Et si les mots n'existaient pas...

Fermons les yeux, une fraction de seconde et imaginons...

Imaginons un monde duquel les mots seraient absents; pas le moindre petit mot à se mettre sur les lèvres, pas le moindre petit mot à tracer sur la neige d'une page. Aucun écho, aucune vibration, aucune chaleur de voix humaine résonnant à l'oreille. Rien que le langage gestuel pour établir et maintenir une communication. Bien sûr, muni de ses pinceaux, le peintre pourrait toujours habiller sa toile, de ses mains puissantes le potier pourrait façonner la terre informe, le musicien faire jaillir de son instrument des sons harmonieux. Mais que feraient le poète sans le langage des mots?

Il y a fort à parier que, telles des semences nourricières, des mots auraient germé sur le terrain fertile de son imaginaire. Tout comme la vie a besoin d'air et d'eau, pour vivre le poète a besoin du rythme, de la couleur des mots. Un besoin viscéral, car ils sont sa respiration, son souffle de vie, la substance dont il se nourrit. C'est en se les appropriant, en les faisant siens, qu'il se permet et ose faire jaillir le trop plein de ses émotions. Car le poète est homme ou femme d'émotion. Sensible à tout ce qui est. Sensible aux sensations vagues ou précises qui surgissent n'importe quand, n'importe où. Réceptif au hasard d'un mot dit ou entendu, aux images, aux regards, aux gestes qui parfois le heurtent, parfois le séduisent. Attentif aux sentiments éprouvés, aux souvenirs mémorisés. Et parce qu'au plus profond de lui il ressent un impérieux besoin de dire, de s'exprimer, il va jongler avec les mots. Il va les apprivoiser, prendre plaisir à les choisir, les marier; il va écrire. Que ses préférences le portent vers le toucher lisse d'un papier ou encore la luminosité d'un écran peu importe où il posera son écriture. Il va jouer avec les mots, parce qu'il en est amoureux. Il les choisira avec soin en tenant compte de leurs couleurs, de leurs lumières, de leurs sons. Car les mots sont comme des fleurs, ils ont des couleurs, des ombres, des lumières, des musiques. Et si la grâce d'un bouquet tient dans l'heureux mariage des diverses fleurs qui le composent, à son image, le poème révèle sa beauté et offre le rythme de sa musique par le choix judicieux des mots qui l'habitent.

Au cœur d'une solitude qui n'est pas fardeau mais présence amie, le poète va s'atteler à son travail de création.

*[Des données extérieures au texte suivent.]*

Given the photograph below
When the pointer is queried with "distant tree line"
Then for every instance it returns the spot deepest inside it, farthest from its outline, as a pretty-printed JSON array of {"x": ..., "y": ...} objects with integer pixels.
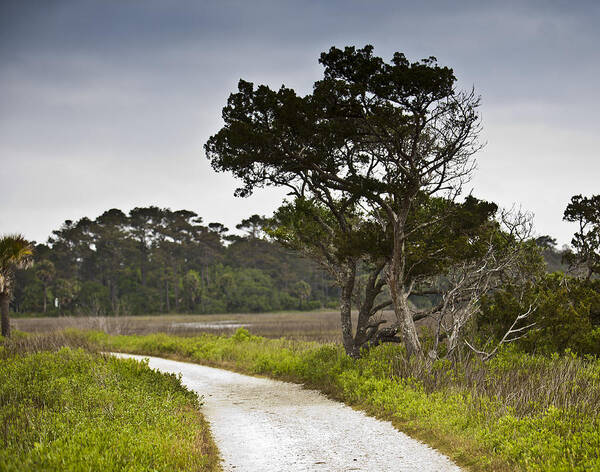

Il en retira souvent des sentiments contradictoires; parfois des vagues de bonheur intense, parfois il bénéficiera du vent doux du réconfort, parfois aussi il se sentira envahi par un profond découragement devant la difficulté de la tâche. Cependant ce dont il a la complète assurance, c'est qu'il répond à un irrépressible et impétueux élan.

Généreux, il nous offre en cadeau des reflets d'émotions, de ses émotions. Sans tricher, ses poèmes, ses phrases imagées viennent du cœur et s'adressent au cœur. Il se livre et s'expose au regard des autres et en accepte les risques.

Et peu importe qu'il soit poète de renom ou modeste artisan, qu'il maîtrise l'écrit avec grand talent ou qu'il marie les mots avec naïveté et maladresse, il est artiste, jongleur de mots. Et si le public apprécie et surtout le lui dit, alors il se sent riche de cet échange, du lien établi. Il prend conscience qu'il contribue, à sa façon, à la beauté du monde, qu'il fait corps avec lui et avec tous ceux qui le peuplent. Son esprit, son cœur, son âme, ses tripes, chaque fibre de son corps confirment ce qu'inconsciemment il savait : la saveur de son bonheur, le fanal de ses jours, son fil d'équilibre, l'essence même de sa vie passent par les sentiers sinueux de l'écriture.

Note : ce texte parle du poète, mais s'applique bien sûr à tous ceux qui ont la passion dévorante des mots, l'écrivain, l'auteur, tous ces créateurs qui n'ont de cesse de donner vie à l'incroyable richesse de leur imaginaire.